How to get probability of a word given context in Language model?

johnsnowthedeveloper · October 25, 2019, 4:10pm

Hello.
I need to add the functionality of getting a probability of a word given a context.
I’ve found this post that is exactly what I need:

I want to get P(“red”|“The car is”).
It means that I need a function that receives the context: “The car is”, and the next word candidate: “red”, and returns the probability for this event.

The answer for the post added here wasn’t very clear, and I’m having trouble understanding how to implement this function.

How can I do it? Thanks

johnsnowthedeveloper · October 28, 2019, 10:18pm

I think I solved it.

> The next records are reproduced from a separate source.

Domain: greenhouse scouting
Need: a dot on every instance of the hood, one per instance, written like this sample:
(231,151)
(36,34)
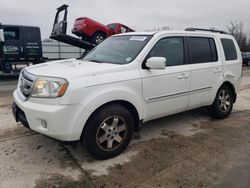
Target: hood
(70,68)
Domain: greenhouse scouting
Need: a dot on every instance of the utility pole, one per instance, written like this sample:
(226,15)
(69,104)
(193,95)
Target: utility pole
(2,67)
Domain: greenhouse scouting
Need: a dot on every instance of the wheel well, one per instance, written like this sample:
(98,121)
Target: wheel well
(231,87)
(128,106)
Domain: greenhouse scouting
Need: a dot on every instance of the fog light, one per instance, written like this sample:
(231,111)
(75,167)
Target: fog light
(44,124)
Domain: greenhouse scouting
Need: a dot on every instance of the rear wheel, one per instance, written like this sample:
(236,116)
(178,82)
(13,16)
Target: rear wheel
(223,103)
(98,37)
(109,131)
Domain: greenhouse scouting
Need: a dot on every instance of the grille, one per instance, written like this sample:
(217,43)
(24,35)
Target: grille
(26,82)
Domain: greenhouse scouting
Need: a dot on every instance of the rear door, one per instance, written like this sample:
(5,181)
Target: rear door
(205,68)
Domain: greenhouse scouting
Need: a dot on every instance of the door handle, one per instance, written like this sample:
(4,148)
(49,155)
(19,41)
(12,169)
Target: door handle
(218,70)
(183,76)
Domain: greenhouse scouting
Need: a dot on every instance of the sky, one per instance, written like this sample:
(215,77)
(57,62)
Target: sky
(140,15)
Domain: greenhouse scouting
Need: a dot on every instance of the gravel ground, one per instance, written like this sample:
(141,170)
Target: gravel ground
(184,150)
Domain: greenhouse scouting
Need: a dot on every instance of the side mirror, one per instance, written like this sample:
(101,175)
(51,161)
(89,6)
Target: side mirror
(156,63)
(1,36)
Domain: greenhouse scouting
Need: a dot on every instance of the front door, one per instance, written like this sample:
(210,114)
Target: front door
(166,91)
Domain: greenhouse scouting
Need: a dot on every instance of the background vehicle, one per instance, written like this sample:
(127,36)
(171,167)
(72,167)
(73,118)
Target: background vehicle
(96,32)
(22,45)
(246,58)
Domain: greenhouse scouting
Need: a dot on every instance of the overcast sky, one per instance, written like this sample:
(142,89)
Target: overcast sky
(138,14)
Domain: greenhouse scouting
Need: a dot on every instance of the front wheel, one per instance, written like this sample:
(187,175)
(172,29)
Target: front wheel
(108,131)
(223,103)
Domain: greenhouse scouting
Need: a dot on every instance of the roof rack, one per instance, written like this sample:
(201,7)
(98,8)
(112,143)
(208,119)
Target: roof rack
(209,30)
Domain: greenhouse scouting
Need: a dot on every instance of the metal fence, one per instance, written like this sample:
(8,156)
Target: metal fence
(58,50)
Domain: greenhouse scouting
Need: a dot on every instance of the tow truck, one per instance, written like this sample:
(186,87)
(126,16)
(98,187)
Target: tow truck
(19,45)
(90,32)
(59,31)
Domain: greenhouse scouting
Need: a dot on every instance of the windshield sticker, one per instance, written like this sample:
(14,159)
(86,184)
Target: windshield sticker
(128,59)
(138,38)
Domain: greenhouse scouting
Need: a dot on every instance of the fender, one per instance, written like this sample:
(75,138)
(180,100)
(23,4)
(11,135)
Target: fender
(98,96)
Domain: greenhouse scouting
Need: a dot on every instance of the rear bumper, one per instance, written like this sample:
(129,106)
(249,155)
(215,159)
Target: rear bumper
(64,122)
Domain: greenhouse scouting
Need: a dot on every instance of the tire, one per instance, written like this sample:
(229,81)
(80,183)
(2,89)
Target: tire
(223,103)
(108,131)
(98,37)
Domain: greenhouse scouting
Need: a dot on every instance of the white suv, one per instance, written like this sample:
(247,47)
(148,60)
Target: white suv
(126,80)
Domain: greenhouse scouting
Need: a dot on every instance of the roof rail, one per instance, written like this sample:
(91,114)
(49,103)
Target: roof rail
(209,30)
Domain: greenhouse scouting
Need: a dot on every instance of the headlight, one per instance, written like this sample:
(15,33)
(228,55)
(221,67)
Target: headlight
(48,87)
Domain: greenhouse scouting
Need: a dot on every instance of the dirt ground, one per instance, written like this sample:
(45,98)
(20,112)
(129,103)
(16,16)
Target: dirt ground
(184,150)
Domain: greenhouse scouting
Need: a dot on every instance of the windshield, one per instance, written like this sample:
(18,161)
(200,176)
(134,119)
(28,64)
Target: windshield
(118,49)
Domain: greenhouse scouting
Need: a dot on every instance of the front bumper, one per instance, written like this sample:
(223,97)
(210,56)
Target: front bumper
(64,122)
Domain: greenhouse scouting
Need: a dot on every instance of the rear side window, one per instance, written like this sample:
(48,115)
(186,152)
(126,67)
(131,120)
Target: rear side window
(202,50)
(171,48)
(229,49)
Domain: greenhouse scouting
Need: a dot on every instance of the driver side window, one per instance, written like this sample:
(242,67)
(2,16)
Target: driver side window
(171,48)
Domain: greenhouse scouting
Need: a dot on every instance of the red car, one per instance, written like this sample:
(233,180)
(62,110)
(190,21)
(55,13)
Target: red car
(96,32)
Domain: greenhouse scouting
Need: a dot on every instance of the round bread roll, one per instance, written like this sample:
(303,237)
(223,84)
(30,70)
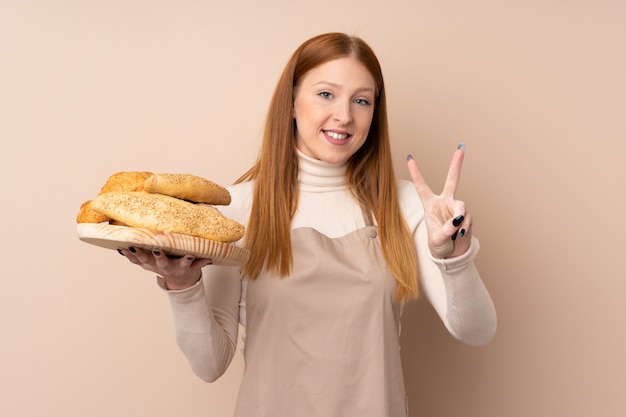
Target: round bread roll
(187,187)
(125,181)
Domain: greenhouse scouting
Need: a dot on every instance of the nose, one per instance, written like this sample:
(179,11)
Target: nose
(342,113)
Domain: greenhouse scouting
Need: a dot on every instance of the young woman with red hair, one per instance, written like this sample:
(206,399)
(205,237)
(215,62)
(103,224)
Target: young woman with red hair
(338,246)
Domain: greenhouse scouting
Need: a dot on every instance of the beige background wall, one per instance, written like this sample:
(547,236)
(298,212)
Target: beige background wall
(535,89)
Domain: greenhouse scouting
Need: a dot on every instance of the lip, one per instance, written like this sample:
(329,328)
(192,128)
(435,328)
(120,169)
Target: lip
(334,140)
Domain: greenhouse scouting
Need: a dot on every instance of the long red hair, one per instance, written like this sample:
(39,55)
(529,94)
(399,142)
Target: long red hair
(370,172)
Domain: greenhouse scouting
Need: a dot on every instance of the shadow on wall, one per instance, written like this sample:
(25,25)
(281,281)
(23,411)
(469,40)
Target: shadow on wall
(442,375)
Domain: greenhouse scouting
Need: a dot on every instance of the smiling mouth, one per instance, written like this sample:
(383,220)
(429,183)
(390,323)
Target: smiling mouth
(336,136)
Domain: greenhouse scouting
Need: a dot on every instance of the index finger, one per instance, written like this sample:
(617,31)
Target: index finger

I’m pasting my function below the predict (my reference):

    def predict(self, text:str, n_words:int=1, no_unk:bool=True, temperature:float=1., min_p:float=None, sep:str=' ',
                decoder=decode_spec_tokens):
        "Return `text` and the `n_words` that come after"
        self.model.reset()
        xb,yb = self.data.one_item(text)
        new_idx = []
        for _ in range(n_words): #progress_bar(range(n_words), leave=False):
            res = self.pred_batch(batch=(xb,yb))[0][-1]
            #if len(new_idx) == 0: self.model[0].select_hidden([0])
            if no_unk: res[self.data.vocab.stoi[UNK]] = 0.
            if min_p is not None:
                if (res >= min_p).float().sum() == 0:
                    warn(f"There is no item with probability >= {min_p}, try a lower value.")
                else: res[res < min_p] = 0.
            if temperature != 1.: res.pow_(1 / temperature)
            idx = torch.multinomial(res, 1).item()
            new_idx.append(idx)
            xb = xb.new_tensor([idx])[None]
        return text + sep + sep.join(decoder(self.data.vocab.textify(new_idx, sep=None)))
    
    def get_prob_of_word_in_context(self, context: str, word: str):
        self.model.reset()
        xb,yb = self.data.one_item(context)
        res = self.pred_batch(batch=(xb, yb))[0][-1]
        normalized_scores = F.softmax(res)
        index_of_word = self.data.vocab.stoi[word]
        prob_of_word_given_context = normalized_scores[index_of_word]
        return prob_of_word_given_context

first we reset the model, feed it with the context (like the predict part), and pred_batch the same way.
res is a vector in the dimension of the number of words (total vocab.stoi). Meaning it contains a distribution of score for each possible word. If we normalize it by softmax, we’ll get a probability distribution. Next, we search for the word we want, getting its index with stoi, and that’s how we get the probability for it.